I need to figure out how much force it would take to knock a can over.

Homework Equations

As of now, I have no clue where to even start with this.

The Attempt at a Solution

I was told by a friend that the way to solve it is by finding the difference between the value at equilibrium and the value when the can is just about to tip. Unfortunately, I have no idea how to do this.

 

[gneill]

Homework Statement

I need to figure out how much force it would take to knock a can over.

Homework Equations

As of now, I have no clue where to even start with this.

The Attempt at a Solution

I was told by a friend that the way to solve it is by finding the difference between the value at equilibrium and the value when the can is just about to tip. Unfortunately, I have no idea how to do this.

Draw a diagram showing a can standing in a stable position. Locate its center of gravity. Now draw the can in a position where it's tipped so it's just balanced and could go either way...fall over or return to its stable position. Where's the center of gravity in that case?

 

[sjd0004]

Okay, I have the diagram drawn. Would I just do the distance between the two points x the force required to get it there? I believe that the formula for work which is equal to energy would be distance * force?

 

[gneill]

Okay, I have the diagram drawn.
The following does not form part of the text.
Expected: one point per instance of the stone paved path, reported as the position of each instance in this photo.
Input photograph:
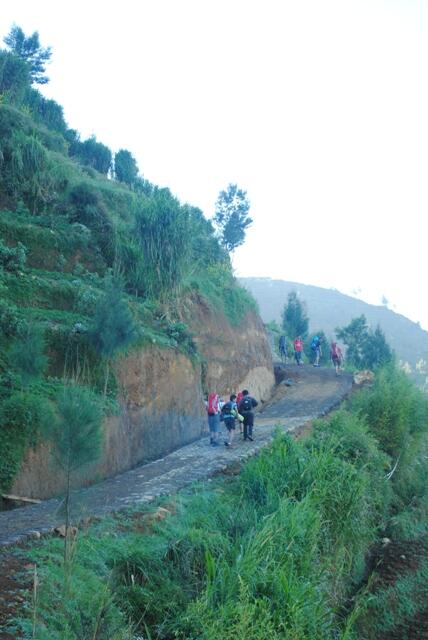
(313, 393)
Would I just do the distance between the two points x the force required to get it there? I believe that the formula for work which is equal to energy would be distance * force?

You could do that, but it could involve a fair amount of effort to sort out the math (the force will be changing direction over the distance it's applied). It would be much simpler to apply conservation of energy. In particular, find the change in gravitational potential energy between the two positions of the center of mass.

 

[sjd0004]

Once the gravitational potential energy difference is found, would the difference of them be the total needed to tip the can?

 

[gneill]

Once the gravitational potential energy difference is found, would the difference of them be the total needed to tip the can?

Yes.

 

[sjd0004]

Thank you. One more question though to make sure I have it down. I know that the gpe would be mass*gravity*height. So for the cans would I use the mass of the can*9.8*center of gravity height?

 

[gneill]

Thank you. One more question though to make sure I have it down. I know that the gpe would be mass*gravity*height. So for the cans would I use the mass of the can*9.8*center of gravity height?

Right. You use the height of the center of mass of the object to determine the overall GPE for it. While some parts of the object are higher and some are lower (and thus individually have higher or lower GPE's), the sum of the GPE over the whole object will be the same as though all the mass happened to be located at the center of mass.